EVERETT — New state and local cleanup plans aim to prepare the empty Kimberly-Clark mill site for redevelopment.
One proposal would remove crushed materials left behind after the waterfront mill’s 2012 closure and subsequent demolition. The debris has been a point of contention for years with the city of Everett. Kimberly-Clark would coordinate that work with the Snohomish Health District.
The Department of Ecology has outlined separate steps under state environmental rules. They include removing patches of contaminated soil below the debris. The state also wants Kimberly-Clark to plug more than 20 old pipes that have been sending groundwater offshore.
“We’re hopeful that it could be completed this year,” said Andy Kallus, the site manager for the Department of Ecology.

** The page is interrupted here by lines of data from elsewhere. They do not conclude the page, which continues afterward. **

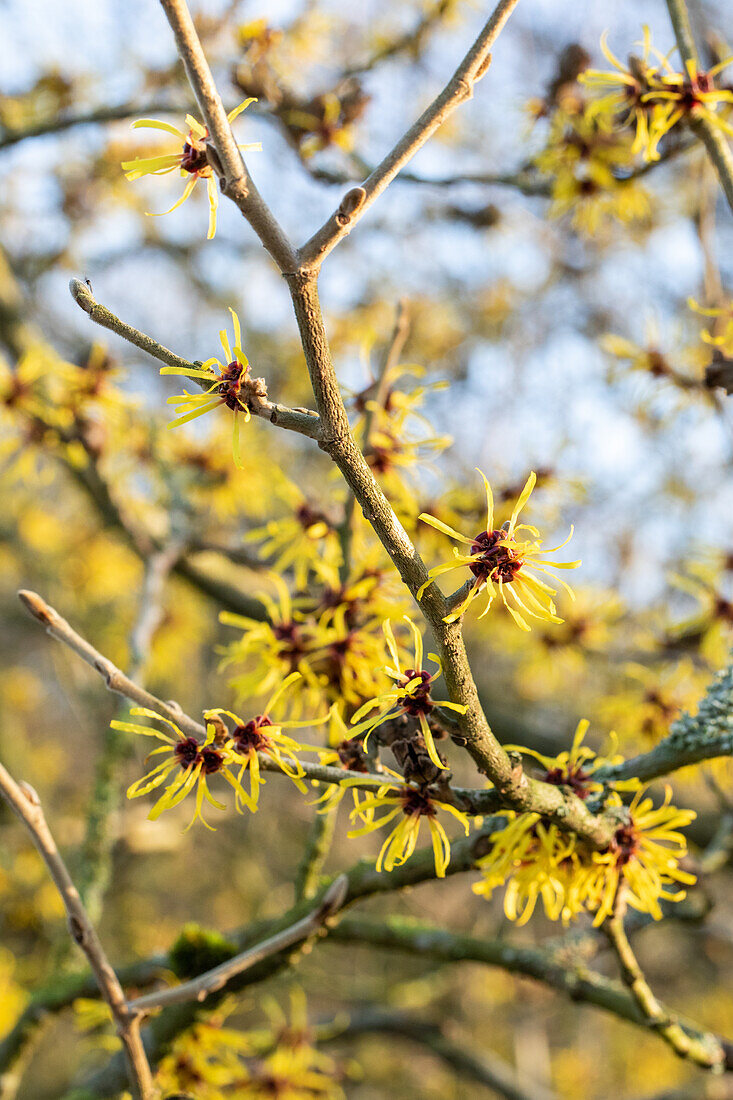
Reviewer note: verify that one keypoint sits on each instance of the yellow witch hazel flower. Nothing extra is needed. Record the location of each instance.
(230, 386)
(413, 804)
(505, 563)
(538, 862)
(193, 160)
(645, 854)
(653, 97)
(722, 334)
(409, 695)
(193, 759)
(261, 734)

The city and the Department of Ecology on Wednesday issued an environmental decision known as a mitigated determination of non-significance. That began a public comment period set to run through April 11, after which the cleanup proposals can be finalized.
The Port of Everett and at least one private company are interested in buying the prime-but-polluted shoreside real estate, both with promises of bringing industry and jobs back to the area.

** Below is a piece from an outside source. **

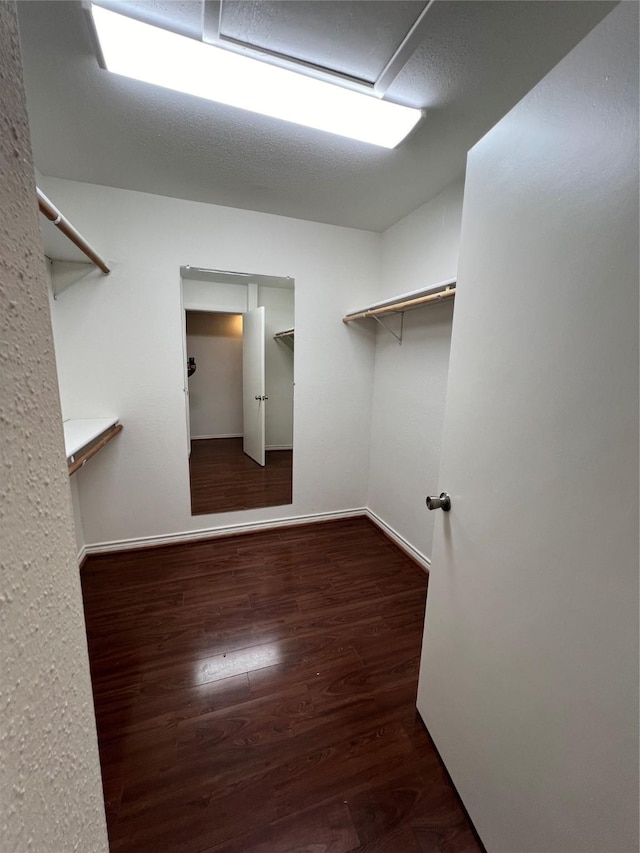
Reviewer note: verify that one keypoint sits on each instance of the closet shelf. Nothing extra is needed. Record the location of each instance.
(84, 437)
(51, 212)
(287, 336)
(406, 301)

A pulp and paper mill had been operating at the site off West Marine View Drive since 1931. When it closed for good, more than 700 workers lost jobs.
The overall property spans about 66 acres. The crushed debris is thought to cover almost half of that area. It includes concrete, brick and other kinds of demolition waste.
In 2013, the state oversaw an interim cleanup that required the removal of 39,000 tons of contaminated soil and more than 6,000 gallons of petroleum-contaminated water. After that was complete, the state identified the lingering contaminants that are supposed to be removed in the upcoming work. They include metal, petroleum products and chemical compounds known as PCBs.
Among the pipes to be plugged is one of the city’s combined sewer overflows. Meghan Pembroke, an executive director for Everett, said that city crews would temporarily relocate the pipe at an expected cost of about $50,000.
Kimberly-Clark is determined to get going soon.
The goal is to begin site work in the weeks after the public comment period closes and permits are issued, said Terry Balluck, a spokesperson for the Dallas-based corporation, in an email. “Our long-standing focus remains on helping the next generation of jobs to return to the site.”
After addressing pollution at the old mill property, another cleanup process looms in the adjacent East Waterway. Kimberly-Clark is one of several parties that will be responsible for making that happen, along with the port, the U.S. Navy and the state Department of Natural Resources. The mill cleanup is taking place first to minimize ongoing sources of pollution into the water, according to the Department of Ecology.
More information on the proposed cleanup at the former Kimberly-Clark waterfront mill is available at https://fortress.wa.gov/ecy/gsp/Sitepage.aspx?csid=2569.
Relevant documents are available online, as well as in person at the Everett Public Library, 2702 Hoyt Ave., or by appointment at the Department of Ecology’s office in Lacey.
A hearing about the proposed cleanup is scheduled for 9 a.m. May 16 in Everett’s hearing room at 2930 Wetmore Ave., eighth floor.